At each timestep you force the prompt nodes ‘on’, by forcing the voltage to threshold, before allowing the natural flow of activation through the grid.
ensure_prompted_spikes also seems to have a random choice element which I can’t quite work out. Can you explain why you use a random please?
Opening in another window detected a kernel (base Python 3.10.10).
But I immediately strike other problems:
Clicking the first cell gets:
Running cells with ‘base’ requires the ipykernel package.
Run the following command to install ‘ipykernel’ into the Python environment.
Command: ‘conda install -n base ipykernel --update-deps --force-reinstall’
Opening a new terminal
$ source /opt/conda/bin/activate
/bin/sh: 1: source: not found
Tried running the command:
conda install -n base ipykernel --update-deps --force-reinstall
EnvironmentNotWritableError: The current user does not have write permissions to the target environment.
environment location: /opt/conda
That behaviour was on both Chrome with Windows 10, and Firefox with Linux Mint.
Also getting following generic message in default terminal on startup:
EnvironmentNameNotFound: Could not find conda environment: oscb
You can list all discoverable environments with conda info --envs.
bash: jupyter: command not found
bash: jupyter: command not found
I’ll continue to try to get that to work. It may have to wait until I have reliable wifi to update my Linux partition.
But in the meantime. Just from looking at your output…
I’m expecting elements of a “prompt” sequence to have their spike times pushed together when compared to a driving signal.
I tried to sketch that in this post:
The driving signal should be a different time for each successive letter of the “prompt”. Otherwise there will be no difference in input spike time to be pushed together. @DanML says you “you force the prompt nodes ‘on’, by forcing the voltage to threshold” at each timestep?
Are your current prompt letter impulses all at the same time?
What is the prompt for the raster plot you posted?
This means your Gitpod workspace is not initialized as configured, try stop the workspace by menu item popped-up from the upper-left 3-dash icon, and open the Gitpod url again (which will create+initialize a new Gitpod workspace per configuration), make sure you wait long enough, before seeing & following the notebook url printed in the terminal view, don’t interrupt the process setting up the oscb conda env. The first time a Gitpod workspace is opened, the setup may take a few minutes to complete, wait long enough, and it’ll be much faster to open the workspace later again.

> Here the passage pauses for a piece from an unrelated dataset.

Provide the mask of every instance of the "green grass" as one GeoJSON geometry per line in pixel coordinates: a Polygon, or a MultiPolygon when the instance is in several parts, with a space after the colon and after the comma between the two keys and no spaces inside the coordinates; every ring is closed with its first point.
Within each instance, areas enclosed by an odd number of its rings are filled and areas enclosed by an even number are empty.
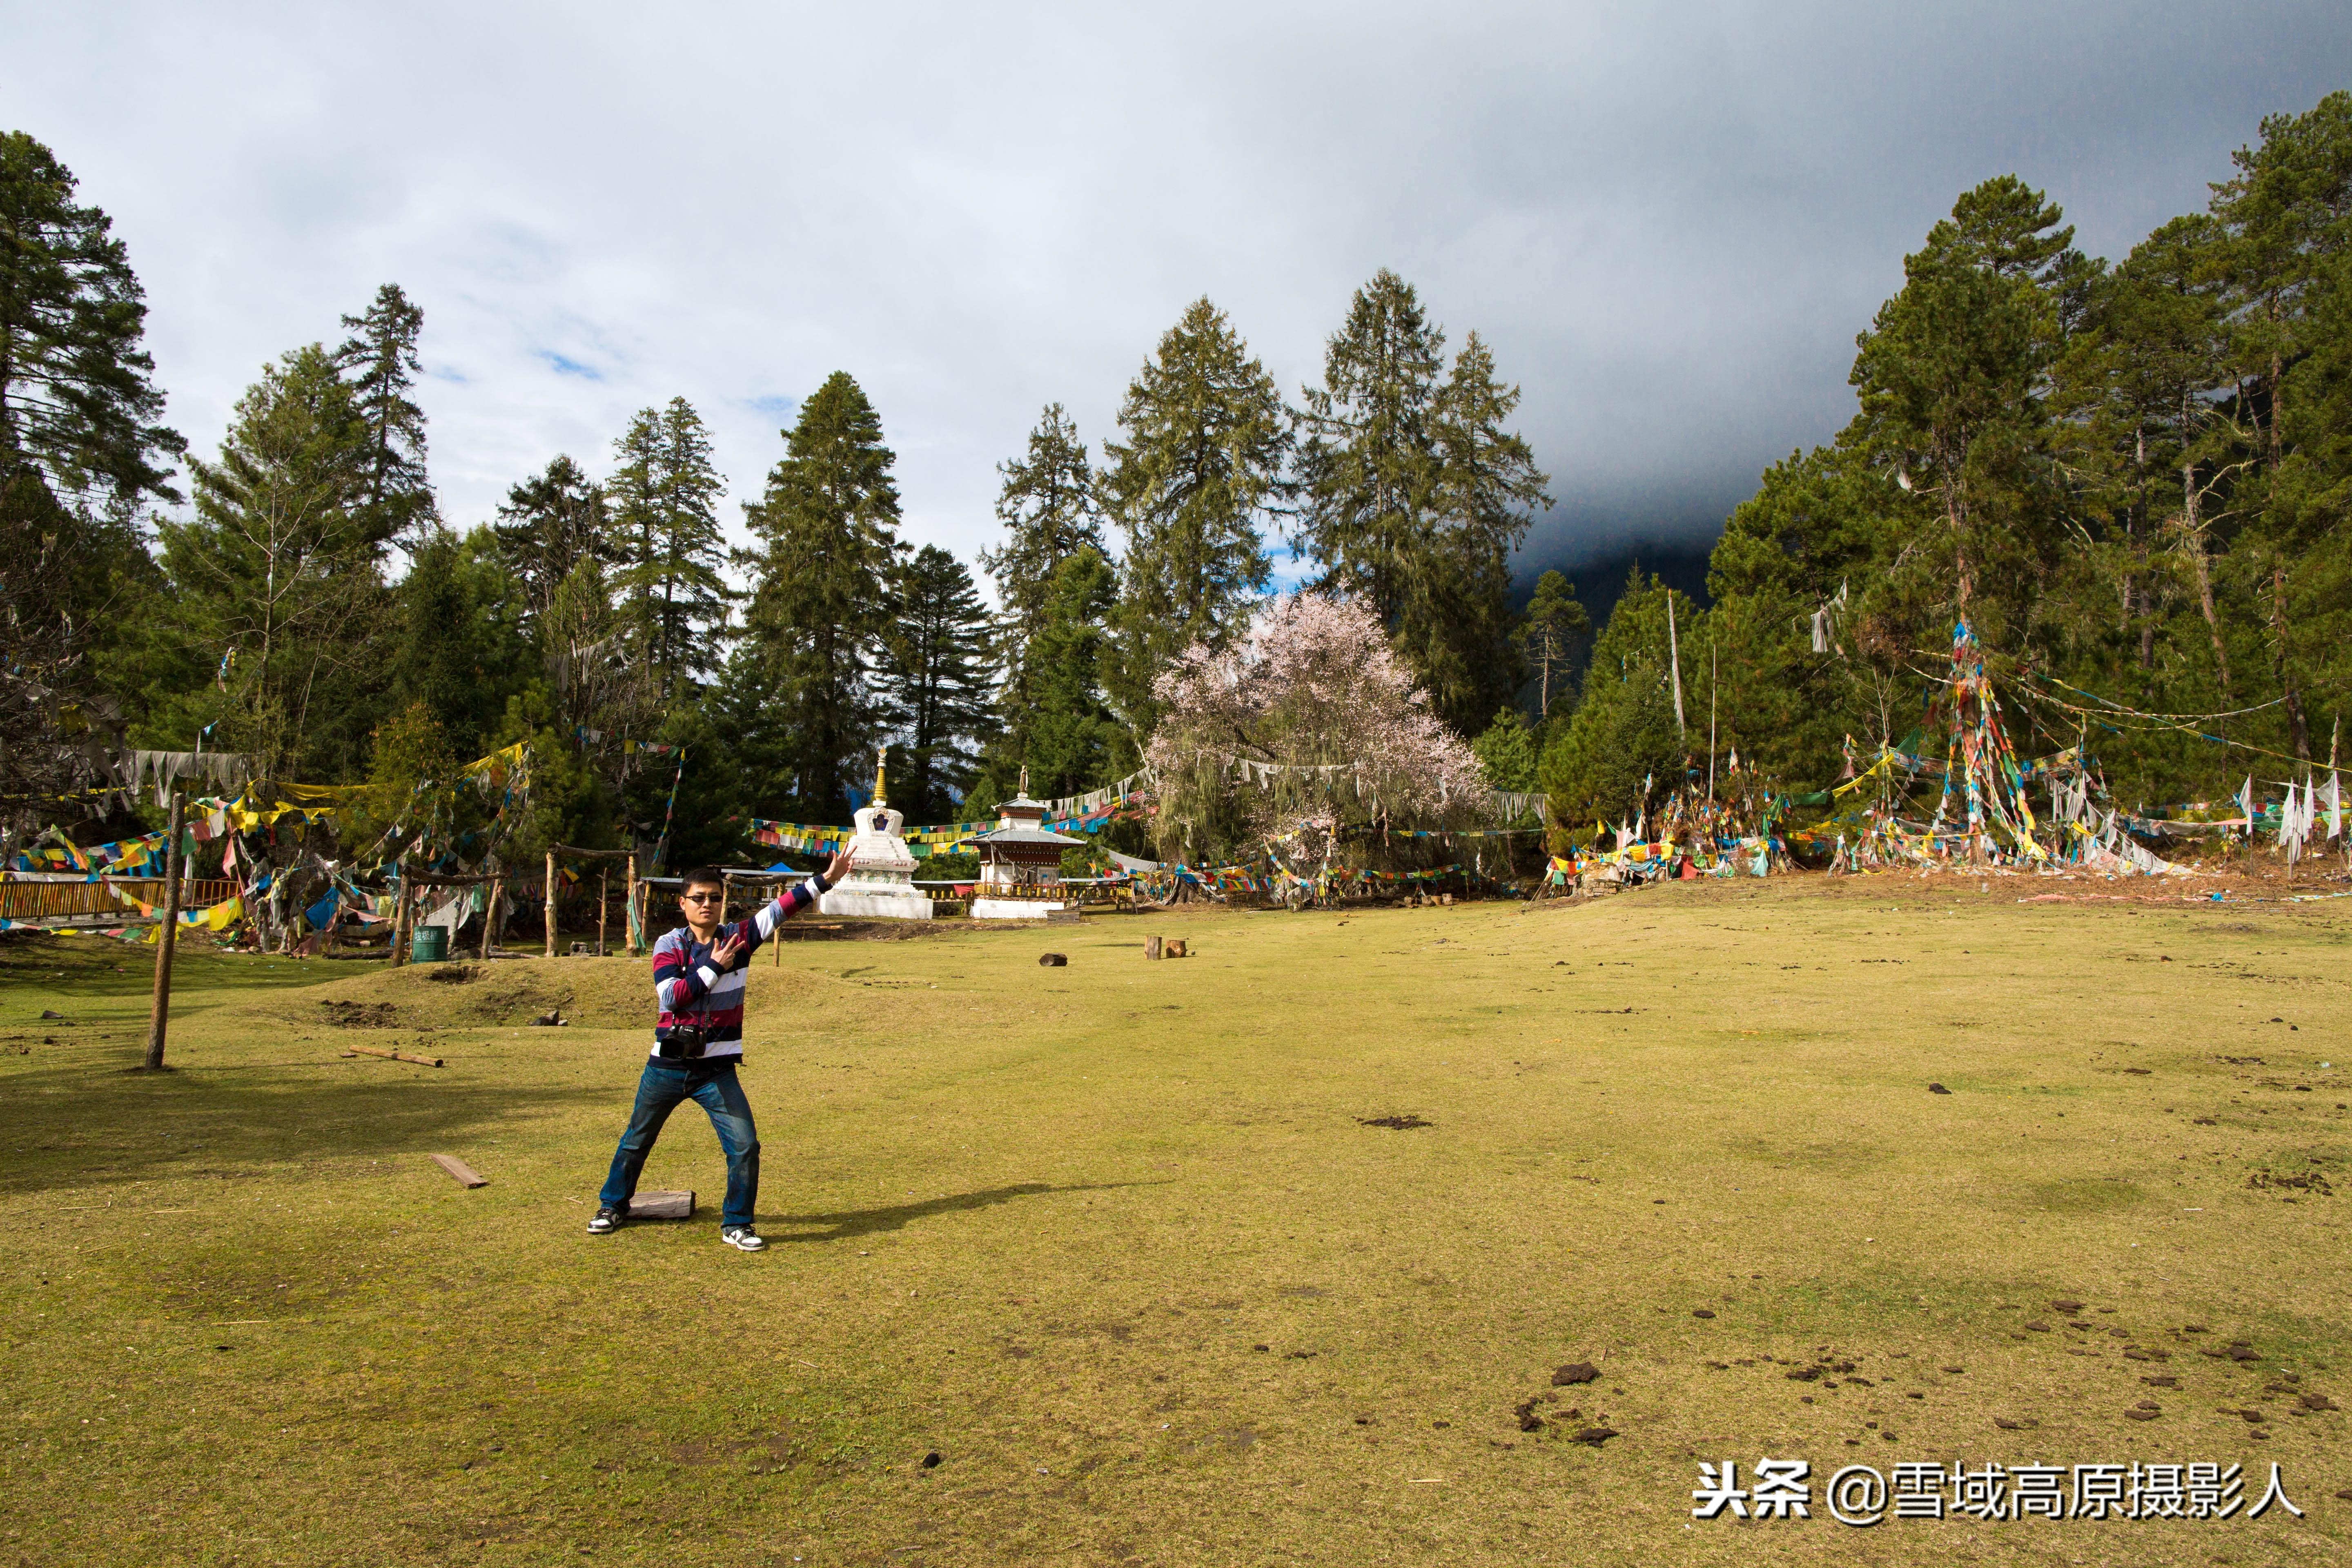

No, one letter at a time-step as the notebook currently is. And you can increase
prompt_pace=1, # time step distance between letter spikes
used there, to have it even more slower.
Several notebook cells are pushing the simulation with (or without) prompt, for more time-steps. Read the notebook content, you’ll see there are 'xxx', then 'defcafe', then 'quick', and subsequent cells would push the simulation with no prompt.

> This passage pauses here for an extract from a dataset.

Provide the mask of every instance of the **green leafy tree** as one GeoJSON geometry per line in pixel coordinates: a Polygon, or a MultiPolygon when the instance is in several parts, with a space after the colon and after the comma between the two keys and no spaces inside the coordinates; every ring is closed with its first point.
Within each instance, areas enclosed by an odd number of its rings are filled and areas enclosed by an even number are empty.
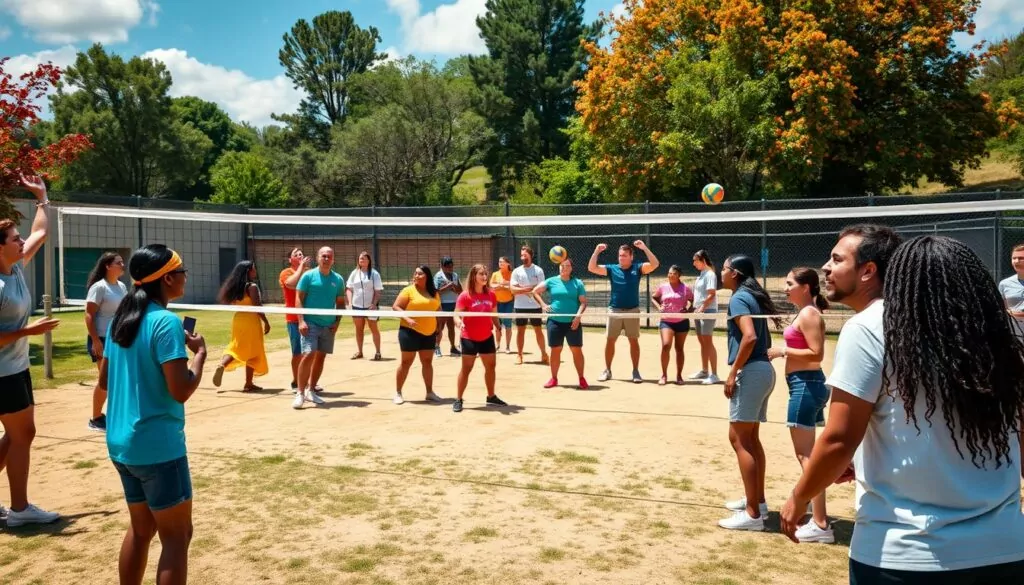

The network is capable of a fine time resolution however, with all parameters identical (path delays, voltage steps, fade rates) and with synchronized inputs (all changes in the same time slot), you get behavior more like a set of logic gates.
Add noise to the variables and you start to get more of the fuzzy matching/synchrony that you might expect but you also add many more arbitrary parameters without an obvious way to train then.